As President Lyndon B. Johnson said 55 years ago when he signed into law the first federal student loan program, America should make it possible for every young person to attend college at an affordable price.

But we also can’t completely buy the argument, made by Sen. Elizabeth Warren and others on the left, that President-elect Joe Biden should cancel $50,000 of every student loan borrower’s debt via executive order on the day he takes office. That’s not necessarily fair, practical or permanent.

There is a more nuanced approach, one more aggressive than Biden’s own proposal to cancel $10,000 of student loan debt across the board — that would hardly make a dent in the problem — but which also takes into account such matters as ability to pay and the future of burdensome college costs. The Biden administration and Congress must work together to come up with something better.

No quick, easy fix

There’s debate as to whether Biden legally can cancel debt outright with an executive order. Beyond that, the economic impact to the nation as a result of such a decision is an open question.

An analysis by the Committee for a Responsible Federal Budget concluded that the cost of debt forgiveness would exceed any economic boost. Other experts point out that, under current tax law, the cancelled debt would likely count as taxable income, undercutting any stimulus.

“It actually takes money out of your pocket,” as Matthew Chingos, vice president for education data and policy at the relatively liberal Urban Institute, explained to us. “It’s a lousy way to try and stimulate the economy, certainly compared to giving people direct payments.”

Debt cancellation also lumps together those most in need of relief — maybe they went to a for-profit school on the promise of a lucrative job that never materialized — with doctors, lawyers and MBAs who can afford to repay hefty loans.

And what about those young people, and their families, who have already sacrificed and stuck to a tight budget, maybe working two jobs, to pay off their loans?

There’s also the question of what to do for the 17-year-old applying to college now. What help will he, and his younger siblings down the road, receive so they can back their loans?

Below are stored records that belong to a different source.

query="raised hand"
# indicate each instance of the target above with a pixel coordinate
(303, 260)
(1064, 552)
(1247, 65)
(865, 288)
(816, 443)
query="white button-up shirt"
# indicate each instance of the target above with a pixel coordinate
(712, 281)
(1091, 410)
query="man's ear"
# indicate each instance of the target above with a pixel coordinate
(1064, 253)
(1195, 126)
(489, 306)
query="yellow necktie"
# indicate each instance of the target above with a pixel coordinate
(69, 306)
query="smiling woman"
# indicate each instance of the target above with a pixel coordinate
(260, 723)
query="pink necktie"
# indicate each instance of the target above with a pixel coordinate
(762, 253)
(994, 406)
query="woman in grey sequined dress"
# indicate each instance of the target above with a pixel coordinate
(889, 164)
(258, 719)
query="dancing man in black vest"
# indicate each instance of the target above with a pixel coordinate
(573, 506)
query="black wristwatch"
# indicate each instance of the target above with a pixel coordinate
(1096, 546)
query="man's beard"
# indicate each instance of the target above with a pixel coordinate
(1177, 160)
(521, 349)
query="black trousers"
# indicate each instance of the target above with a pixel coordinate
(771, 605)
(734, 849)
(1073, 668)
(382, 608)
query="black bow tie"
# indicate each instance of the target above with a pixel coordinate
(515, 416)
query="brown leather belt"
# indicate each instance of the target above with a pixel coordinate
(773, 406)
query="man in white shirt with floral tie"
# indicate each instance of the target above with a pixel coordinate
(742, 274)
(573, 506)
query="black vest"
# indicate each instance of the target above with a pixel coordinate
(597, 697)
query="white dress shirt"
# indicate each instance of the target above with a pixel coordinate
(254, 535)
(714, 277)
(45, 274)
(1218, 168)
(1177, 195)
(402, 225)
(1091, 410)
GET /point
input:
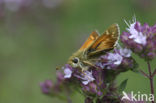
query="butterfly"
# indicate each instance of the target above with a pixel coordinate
(94, 47)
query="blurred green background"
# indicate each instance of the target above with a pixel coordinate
(38, 36)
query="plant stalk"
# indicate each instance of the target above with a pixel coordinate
(150, 78)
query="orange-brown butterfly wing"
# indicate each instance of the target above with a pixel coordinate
(106, 41)
(91, 39)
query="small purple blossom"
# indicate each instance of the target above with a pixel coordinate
(67, 71)
(46, 86)
(86, 77)
(141, 39)
(115, 59)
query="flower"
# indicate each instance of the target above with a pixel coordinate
(67, 71)
(46, 86)
(125, 52)
(141, 39)
(86, 77)
(113, 60)
(136, 35)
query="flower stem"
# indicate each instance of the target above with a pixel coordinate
(150, 78)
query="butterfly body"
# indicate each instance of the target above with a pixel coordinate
(94, 47)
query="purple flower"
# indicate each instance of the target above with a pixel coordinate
(86, 77)
(125, 52)
(115, 59)
(135, 34)
(140, 39)
(46, 86)
(67, 71)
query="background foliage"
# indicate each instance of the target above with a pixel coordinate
(37, 38)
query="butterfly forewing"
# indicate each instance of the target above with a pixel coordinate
(106, 41)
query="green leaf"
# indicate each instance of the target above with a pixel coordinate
(123, 85)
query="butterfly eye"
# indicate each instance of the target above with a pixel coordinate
(75, 60)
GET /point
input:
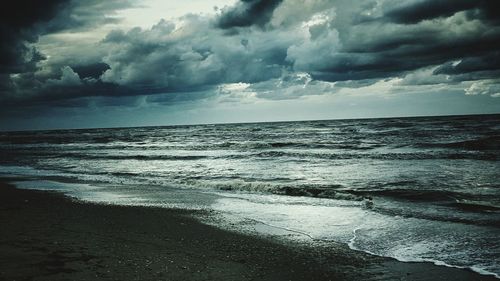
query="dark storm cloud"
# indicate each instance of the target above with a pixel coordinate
(399, 40)
(23, 21)
(247, 13)
(353, 43)
(431, 9)
(17, 27)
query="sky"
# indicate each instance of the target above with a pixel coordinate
(119, 63)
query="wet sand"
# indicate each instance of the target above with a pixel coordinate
(46, 236)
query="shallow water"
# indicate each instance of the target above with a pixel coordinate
(417, 189)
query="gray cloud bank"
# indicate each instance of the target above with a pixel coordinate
(278, 47)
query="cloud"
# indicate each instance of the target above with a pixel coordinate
(280, 49)
(247, 13)
(484, 87)
(431, 9)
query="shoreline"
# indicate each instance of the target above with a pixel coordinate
(47, 236)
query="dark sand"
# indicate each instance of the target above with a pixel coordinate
(46, 236)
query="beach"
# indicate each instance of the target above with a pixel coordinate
(47, 236)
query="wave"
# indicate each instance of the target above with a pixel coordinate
(485, 143)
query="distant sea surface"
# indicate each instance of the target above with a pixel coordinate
(416, 189)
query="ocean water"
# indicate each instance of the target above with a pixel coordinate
(416, 189)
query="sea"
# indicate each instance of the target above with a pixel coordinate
(414, 189)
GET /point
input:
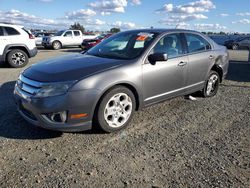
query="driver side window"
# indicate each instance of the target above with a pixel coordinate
(170, 45)
(68, 34)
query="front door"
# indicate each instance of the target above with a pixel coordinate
(164, 79)
(201, 59)
(4, 40)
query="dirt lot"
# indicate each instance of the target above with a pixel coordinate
(179, 143)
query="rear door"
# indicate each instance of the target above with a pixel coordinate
(201, 58)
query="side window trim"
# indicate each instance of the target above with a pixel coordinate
(182, 39)
(190, 53)
(6, 32)
(181, 43)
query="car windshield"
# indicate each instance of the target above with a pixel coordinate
(127, 45)
(100, 37)
(59, 33)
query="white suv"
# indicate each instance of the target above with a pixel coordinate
(65, 38)
(17, 45)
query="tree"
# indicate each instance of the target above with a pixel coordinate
(77, 26)
(115, 30)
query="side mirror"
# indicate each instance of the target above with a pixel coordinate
(157, 57)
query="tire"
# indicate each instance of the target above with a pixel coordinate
(211, 85)
(115, 109)
(17, 58)
(235, 47)
(56, 45)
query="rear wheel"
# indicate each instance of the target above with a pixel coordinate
(115, 110)
(17, 58)
(56, 45)
(212, 85)
(235, 47)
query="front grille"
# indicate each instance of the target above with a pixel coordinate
(28, 86)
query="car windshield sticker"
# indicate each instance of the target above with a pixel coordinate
(143, 36)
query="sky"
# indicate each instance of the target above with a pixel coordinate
(201, 15)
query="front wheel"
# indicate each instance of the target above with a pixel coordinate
(212, 85)
(235, 47)
(17, 58)
(115, 109)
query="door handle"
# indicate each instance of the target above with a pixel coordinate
(211, 57)
(182, 63)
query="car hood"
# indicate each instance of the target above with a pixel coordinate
(90, 40)
(70, 67)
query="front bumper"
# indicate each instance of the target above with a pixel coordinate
(46, 44)
(34, 110)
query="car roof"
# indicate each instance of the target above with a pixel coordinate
(162, 30)
(10, 25)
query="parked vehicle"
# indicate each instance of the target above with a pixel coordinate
(17, 45)
(239, 43)
(39, 37)
(126, 72)
(89, 43)
(65, 38)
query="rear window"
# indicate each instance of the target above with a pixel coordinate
(1, 31)
(11, 31)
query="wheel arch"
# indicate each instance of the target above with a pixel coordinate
(8, 48)
(219, 70)
(57, 41)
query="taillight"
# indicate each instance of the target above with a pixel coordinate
(31, 36)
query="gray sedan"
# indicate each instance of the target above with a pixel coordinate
(104, 86)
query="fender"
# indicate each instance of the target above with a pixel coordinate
(7, 49)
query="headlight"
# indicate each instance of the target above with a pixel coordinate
(54, 89)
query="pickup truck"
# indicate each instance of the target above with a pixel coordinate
(65, 38)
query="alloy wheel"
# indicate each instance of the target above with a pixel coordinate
(118, 110)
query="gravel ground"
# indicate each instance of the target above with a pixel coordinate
(179, 143)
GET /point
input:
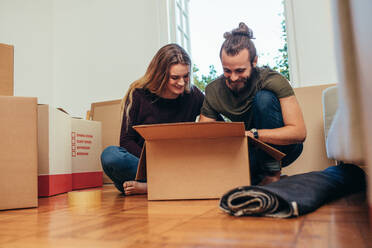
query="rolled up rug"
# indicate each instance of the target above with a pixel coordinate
(294, 195)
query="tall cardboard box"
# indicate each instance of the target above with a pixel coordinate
(108, 113)
(86, 145)
(195, 160)
(6, 70)
(18, 152)
(314, 154)
(54, 142)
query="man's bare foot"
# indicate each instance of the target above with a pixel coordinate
(135, 188)
(270, 178)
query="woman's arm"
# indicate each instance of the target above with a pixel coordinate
(129, 138)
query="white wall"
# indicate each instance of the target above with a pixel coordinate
(310, 42)
(28, 25)
(72, 53)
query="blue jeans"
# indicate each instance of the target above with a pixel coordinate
(119, 165)
(267, 114)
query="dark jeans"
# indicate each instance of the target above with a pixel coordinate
(119, 165)
(267, 114)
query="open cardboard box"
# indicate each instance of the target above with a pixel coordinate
(196, 160)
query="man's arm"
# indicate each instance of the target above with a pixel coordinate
(203, 118)
(294, 130)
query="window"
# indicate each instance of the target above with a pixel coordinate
(180, 30)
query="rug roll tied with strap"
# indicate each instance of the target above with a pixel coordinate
(294, 195)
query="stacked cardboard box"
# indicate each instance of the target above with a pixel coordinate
(6, 70)
(18, 152)
(69, 152)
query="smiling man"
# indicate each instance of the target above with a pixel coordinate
(261, 98)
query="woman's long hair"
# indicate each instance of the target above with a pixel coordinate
(157, 75)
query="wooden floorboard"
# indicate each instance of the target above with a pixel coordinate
(104, 218)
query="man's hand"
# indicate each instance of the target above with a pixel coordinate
(203, 118)
(249, 134)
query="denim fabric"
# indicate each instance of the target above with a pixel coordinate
(267, 114)
(295, 195)
(119, 165)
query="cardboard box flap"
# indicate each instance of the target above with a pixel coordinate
(141, 169)
(273, 152)
(191, 130)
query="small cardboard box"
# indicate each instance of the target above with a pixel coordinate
(86, 148)
(18, 152)
(108, 113)
(54, 142)
(6, 70)
(195, 160)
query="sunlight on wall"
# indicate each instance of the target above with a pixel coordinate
(209, 20)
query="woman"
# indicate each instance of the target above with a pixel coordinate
(162, 95)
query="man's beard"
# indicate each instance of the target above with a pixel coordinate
(239, 85)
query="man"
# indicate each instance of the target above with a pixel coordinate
(261, 98)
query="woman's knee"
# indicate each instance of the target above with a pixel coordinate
(109, 156)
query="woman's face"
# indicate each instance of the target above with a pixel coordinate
(179, 76)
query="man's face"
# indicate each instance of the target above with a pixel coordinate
(237, 69)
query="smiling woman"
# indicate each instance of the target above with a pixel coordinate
(178, 80)
(162, 95)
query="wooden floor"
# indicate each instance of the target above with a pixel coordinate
(103, 218)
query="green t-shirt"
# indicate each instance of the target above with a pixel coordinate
(219, 99)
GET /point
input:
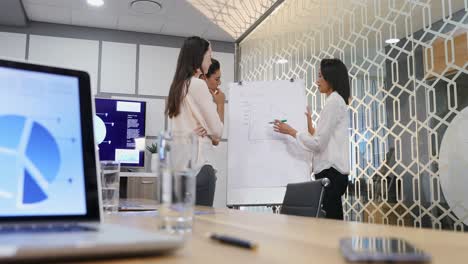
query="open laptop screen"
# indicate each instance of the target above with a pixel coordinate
(41, 148)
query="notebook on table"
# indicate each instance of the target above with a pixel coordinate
(49, 184)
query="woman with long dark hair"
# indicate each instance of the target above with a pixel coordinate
(191, 106)
(329, 141)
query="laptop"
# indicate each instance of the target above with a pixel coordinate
(49, 184)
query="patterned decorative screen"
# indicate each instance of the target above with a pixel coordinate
(409, 115)
(233, 16)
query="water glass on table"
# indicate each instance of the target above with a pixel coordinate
(178, 159)
(110, 185)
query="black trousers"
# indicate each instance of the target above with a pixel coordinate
(332, 198)
(206, 186)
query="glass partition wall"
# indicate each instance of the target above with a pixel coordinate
(408, 63)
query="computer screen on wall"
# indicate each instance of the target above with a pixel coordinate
(117, 123)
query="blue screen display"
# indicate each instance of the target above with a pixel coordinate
(40, 145)
(117, 123)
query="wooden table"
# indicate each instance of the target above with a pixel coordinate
(286, 239)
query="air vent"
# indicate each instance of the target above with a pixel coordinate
(145, 7)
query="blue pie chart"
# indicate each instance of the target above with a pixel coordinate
(32, 155)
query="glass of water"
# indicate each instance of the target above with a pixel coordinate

“If you just forgive some debt, but then go right on making those loans tomorrow, is this a world where people expect that?” Chingos said.

Reforming the system

We urge the Biden administration to push for at least one option sure to transform the student loan system for the better: An expansion of income-based repayment. You would pay back what, by an objective and measurable standard, you can afford.

Four existing federal student loan repayment plans are income-based and forgive any outstanding balance after 20 or 25 years. Yet too few borrowers are aware of these programs, Chingos points out, and each has different, sometimes confusing, eligibility requirements.

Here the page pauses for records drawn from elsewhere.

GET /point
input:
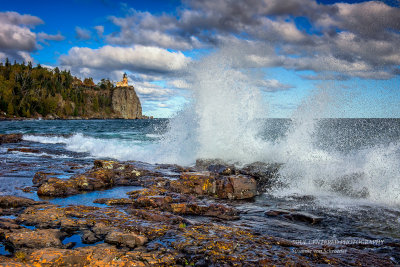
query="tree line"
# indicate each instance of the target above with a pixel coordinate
(27, 91)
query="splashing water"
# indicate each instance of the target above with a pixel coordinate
(224, 121)
(221, 121)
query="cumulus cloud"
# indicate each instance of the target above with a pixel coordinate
(351, 39)
(43, 37)
(142, 59)
(99, 30)
(82, 34)
(273, 85)
(17, 38)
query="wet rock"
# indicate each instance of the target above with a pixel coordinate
(223, 187)
(7, 202)
(123, 239)
(105, 174)
(28, 189)
(212, 210)
(265, 174)
(55, 187)
(204, 164)
(88, 237)
(41, 177)
(295, 216)
(8, 224)
(277, 212)
(10, 138)
(23, 149)
(114, 201)
(157, 216)
(102, 229)
(304, 217)
(33, 238)
(222, 169)
(42, 216)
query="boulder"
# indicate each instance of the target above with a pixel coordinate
(7, 202)
(223, 187)
(125, 239)
(10, 138)
(24, 150)
(33, 238)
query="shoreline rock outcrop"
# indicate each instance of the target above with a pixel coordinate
(126, 103)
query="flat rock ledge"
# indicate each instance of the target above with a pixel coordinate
(188, 219)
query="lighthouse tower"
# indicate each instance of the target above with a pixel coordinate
(124, 81)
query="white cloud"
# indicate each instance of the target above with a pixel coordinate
(82, 34)
(140, 59)
(99, 30)
(17, 39)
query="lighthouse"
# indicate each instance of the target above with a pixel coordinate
(124, 81)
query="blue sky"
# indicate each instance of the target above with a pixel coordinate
(295, 47)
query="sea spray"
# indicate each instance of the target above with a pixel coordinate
(370, 170)
(223, 118)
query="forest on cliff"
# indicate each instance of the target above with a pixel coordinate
(27, 91)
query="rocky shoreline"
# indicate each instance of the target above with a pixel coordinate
(179, 216)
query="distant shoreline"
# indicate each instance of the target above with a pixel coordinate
(70, 119)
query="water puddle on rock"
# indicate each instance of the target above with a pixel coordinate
(88, 198)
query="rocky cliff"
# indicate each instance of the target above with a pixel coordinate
(126, 103)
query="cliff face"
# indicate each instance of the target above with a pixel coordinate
(126, 103)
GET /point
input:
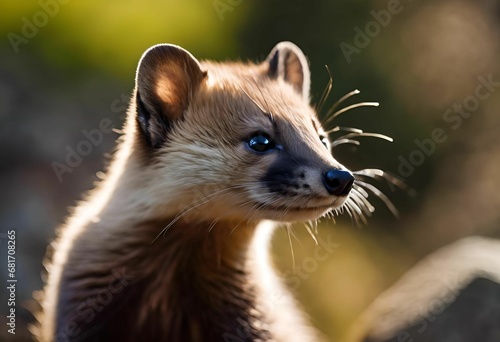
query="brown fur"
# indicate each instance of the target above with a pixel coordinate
(180, 221)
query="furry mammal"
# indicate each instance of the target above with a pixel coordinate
(172, 245)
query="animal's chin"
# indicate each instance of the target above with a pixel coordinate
(290, 213)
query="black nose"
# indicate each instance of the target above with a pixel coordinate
(338, 182)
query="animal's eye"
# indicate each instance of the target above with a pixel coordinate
(324, 141)
(261, 142)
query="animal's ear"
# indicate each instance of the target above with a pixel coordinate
(287, 62)
(166, 80)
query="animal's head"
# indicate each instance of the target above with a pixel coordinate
(234, 140)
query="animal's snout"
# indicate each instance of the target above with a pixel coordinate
(338, 182)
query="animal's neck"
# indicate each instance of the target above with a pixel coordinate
(192, 283)
(196, 282)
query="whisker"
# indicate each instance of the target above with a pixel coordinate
(337, 103)
(345, 141)
(380, 174)
(345, 109)
(380, 195)
(309, 230)
(346, 129)
(326, 92)
(369, 208)
(367, 134)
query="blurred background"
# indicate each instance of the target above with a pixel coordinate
(432, 65)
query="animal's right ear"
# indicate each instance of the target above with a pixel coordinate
(287, 62)
(166, 80)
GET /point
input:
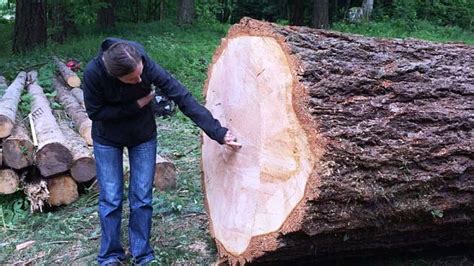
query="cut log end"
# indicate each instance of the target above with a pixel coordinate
(83, 169)
(53, 158)
(6, 126)
(74, 81)
(261, 183)
(9, 181)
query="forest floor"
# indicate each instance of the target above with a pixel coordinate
(70, 234)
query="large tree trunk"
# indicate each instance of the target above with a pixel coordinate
(18, 149)
(356, 145)
(9, 104)
(69, 76)
(297, 13)
(83, 164)
(76, 111)
(186, 11)
(30, 25)
(321, 14)
(53, 156)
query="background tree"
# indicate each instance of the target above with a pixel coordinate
(321, 14)
(186, 11)
(30, 27)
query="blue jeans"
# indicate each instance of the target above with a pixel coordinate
(109, 163)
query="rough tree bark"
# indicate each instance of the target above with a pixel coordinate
(321, 14)
(186, 12)
(83, 164)
(69, 76)
(297, 13)
(18, 149)
(75, 110)
(357, 145)
(9, 104)
(52, 156)
(30, 25)
(62, 190)
(79, 94)
(9, 181)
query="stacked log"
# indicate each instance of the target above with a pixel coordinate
(53, 156)
(74, 109)
(83, 164)
(357, 145)
(67, 74)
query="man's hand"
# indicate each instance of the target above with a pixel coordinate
(231, 141)
(145, 100)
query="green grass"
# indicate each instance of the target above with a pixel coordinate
(180, 234)
(420, 29)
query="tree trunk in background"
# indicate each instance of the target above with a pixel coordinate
(9, 104)
(297, 13)
(320, 14)
(106, 15)
(30, 25)
(367, 7)
(186, 12)
(358, 146)
(61, 21)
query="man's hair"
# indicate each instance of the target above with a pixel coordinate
(121, 59)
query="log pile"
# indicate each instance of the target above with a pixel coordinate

Congress and the next education secretary can fix that. Make sure every borrower receives information that clearly explains income-based repayment. Expand eligibility criteria so that more young people have the option to participate.

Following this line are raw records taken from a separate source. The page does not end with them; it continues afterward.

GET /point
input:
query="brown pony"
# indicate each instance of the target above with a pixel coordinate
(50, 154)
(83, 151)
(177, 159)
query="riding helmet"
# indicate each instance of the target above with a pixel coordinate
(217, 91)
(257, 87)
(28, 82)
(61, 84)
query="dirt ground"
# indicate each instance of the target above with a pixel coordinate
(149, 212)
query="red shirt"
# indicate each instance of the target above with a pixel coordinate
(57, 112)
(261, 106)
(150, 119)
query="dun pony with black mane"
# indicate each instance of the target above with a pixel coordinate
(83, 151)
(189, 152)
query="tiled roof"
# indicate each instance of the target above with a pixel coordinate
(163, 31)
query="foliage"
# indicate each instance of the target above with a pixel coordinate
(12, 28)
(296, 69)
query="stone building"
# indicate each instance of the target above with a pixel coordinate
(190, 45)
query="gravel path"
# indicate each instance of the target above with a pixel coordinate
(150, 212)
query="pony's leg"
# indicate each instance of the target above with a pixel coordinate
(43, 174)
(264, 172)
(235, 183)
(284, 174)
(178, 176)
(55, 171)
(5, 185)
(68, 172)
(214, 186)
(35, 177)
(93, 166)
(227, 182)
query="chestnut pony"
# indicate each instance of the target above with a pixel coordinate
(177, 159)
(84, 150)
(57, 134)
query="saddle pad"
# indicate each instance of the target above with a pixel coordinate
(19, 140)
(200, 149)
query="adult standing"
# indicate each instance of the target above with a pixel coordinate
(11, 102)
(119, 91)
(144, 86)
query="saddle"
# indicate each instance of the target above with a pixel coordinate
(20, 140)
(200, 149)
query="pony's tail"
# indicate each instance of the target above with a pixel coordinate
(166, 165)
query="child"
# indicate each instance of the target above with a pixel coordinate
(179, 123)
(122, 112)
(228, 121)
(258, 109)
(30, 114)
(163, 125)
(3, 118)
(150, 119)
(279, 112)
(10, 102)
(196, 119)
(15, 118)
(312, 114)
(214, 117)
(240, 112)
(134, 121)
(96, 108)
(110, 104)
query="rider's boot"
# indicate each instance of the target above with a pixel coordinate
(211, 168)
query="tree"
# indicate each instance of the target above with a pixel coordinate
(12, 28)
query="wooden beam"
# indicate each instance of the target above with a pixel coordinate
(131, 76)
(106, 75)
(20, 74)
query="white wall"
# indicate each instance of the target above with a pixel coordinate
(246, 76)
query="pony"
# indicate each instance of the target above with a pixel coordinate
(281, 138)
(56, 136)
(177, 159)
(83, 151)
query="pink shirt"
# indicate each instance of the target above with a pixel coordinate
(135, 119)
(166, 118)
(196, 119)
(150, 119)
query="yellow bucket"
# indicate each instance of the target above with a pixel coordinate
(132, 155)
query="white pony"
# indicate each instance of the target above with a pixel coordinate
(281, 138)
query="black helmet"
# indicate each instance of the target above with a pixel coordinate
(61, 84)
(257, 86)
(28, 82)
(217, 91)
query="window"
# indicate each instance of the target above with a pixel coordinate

Congress should consider making income-based repayment the standard for all college loans, possibly also reducing the time frame after which outstanding debt is forgiven.

We should also point out the need for Congress to cut the red tape and reform the public-service loan forgiveness program, which under DeVos’ poor management has granted forgiveness to less than 1% of teachers, firefighters and others working for the public good.

Polls show that a substantial, bipartisan majority of Americans understand the depth of the student loan debt crisis and support some degree of loan forgiveness. Only about one in four Americans argue for no relief at all.

This is an issue that belongs at the very top of the Biden administration’s agenda.